Un public plus mature et plus international
Le visitorat s’est légèrement contracté cette année de 10 à 15%, dans la moyenne donc des événements tech que nous avons couverts comme le CES. Ce public change aussi de nature d’après les exposants, il devient de plus en plus connaisseur des technologies et arrive avec des projets de plus en plus calibrés. Cette montée en compétences globale signifie que les discussions sur les stands ne portent plus sur les bases du fonctionnement d’un casque, mais s’orientent immédiatement vers des questions techniques pointues, des problématiques de déploiement ou des critères de viabilité opérationnelle. L’époque de la découverte émerveillée et du simple effet « wahou » semble révolue.
Il y a deux conséquences à cette transformation. La première est une exigence nouvelle sur la spécificité des expertises des entreprises de la XR. Sans critère de différenciation clair et affirmé, toutes les entreprises se ressemblent et aucune ne se démarque. La seconde est une crainte pour le renouvellement des utilisateurs. Sans « novice » qui vient prendre des idées d’utilisation pour un secteur qui n’est pas habitué à la XR, on risque de limiter l’expansion de la technologie dans ces domaines déjà bien occupés.
L’envergure internationale de l’événement s’est également confirmée, attirant des délégations étrangères qui permettent de confronter les approches françaises aux pratiques mondiales. Ce public, tout aussi mature que le public national, partage les mêmes préoccupations concernant la pérennité du matériel et la souveraineté des données, ce qui harmonise les discours des fournisseurs sur l’ensemble du salon.

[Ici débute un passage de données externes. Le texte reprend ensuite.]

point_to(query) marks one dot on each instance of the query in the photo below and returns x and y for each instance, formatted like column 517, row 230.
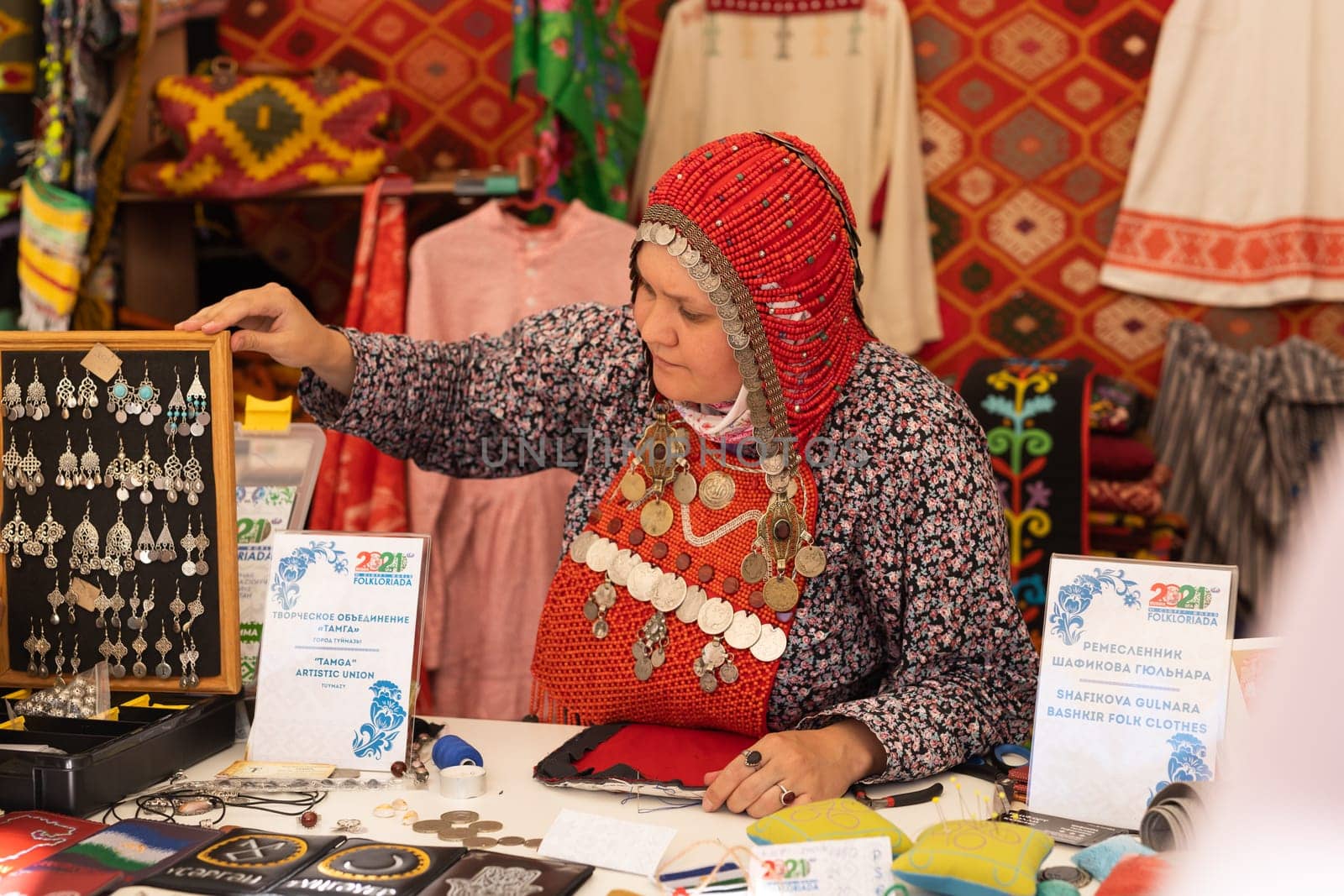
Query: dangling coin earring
column 13, row 535
column 67, row 466
column 120, row 396
column 192, row 481
column 147, row 473
column 198, row 403
column 30, row 472
column 49, row 532
column 13, row 396
column 118, row 546
column 84, row 547
column 120, row 470
column 91, row 468
column 178, row 410
column 37, row 401
column 65, row 392
column 163, row 647
column 87, row 398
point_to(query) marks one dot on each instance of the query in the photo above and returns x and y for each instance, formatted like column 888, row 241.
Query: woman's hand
column 272, row 322
column 812, row 765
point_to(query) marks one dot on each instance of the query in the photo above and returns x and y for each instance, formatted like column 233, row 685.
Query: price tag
column 859, row 867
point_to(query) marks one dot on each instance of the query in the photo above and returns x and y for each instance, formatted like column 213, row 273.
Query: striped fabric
column 1241, row 432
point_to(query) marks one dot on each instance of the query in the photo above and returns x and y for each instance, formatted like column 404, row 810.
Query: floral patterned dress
column 911, row 629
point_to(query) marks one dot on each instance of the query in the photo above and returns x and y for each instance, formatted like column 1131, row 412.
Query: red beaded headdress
column 764, row 226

Création 3D, IA et Gaussian splatting en pleine expansion
Le Gaussian Splatting, décliné en versions statiques (3DGS) et animées (4DGS), s’impose désormais comme une alternative de choix à la photogrammétrie traditionnelle en offrant un rendu bien plus fidèle des éléments complexes tels que les reflets, les transparences ou les détails fins comme les cheveux. Cette technologie a atteint une maturité assez remarquable, illustrée par la collaboration entre les sociétés Effigy et Gracia AI, qui parviennent à optimiser et compresser ces captures volumétriques pour les rendre fluides sur des casques autonomes.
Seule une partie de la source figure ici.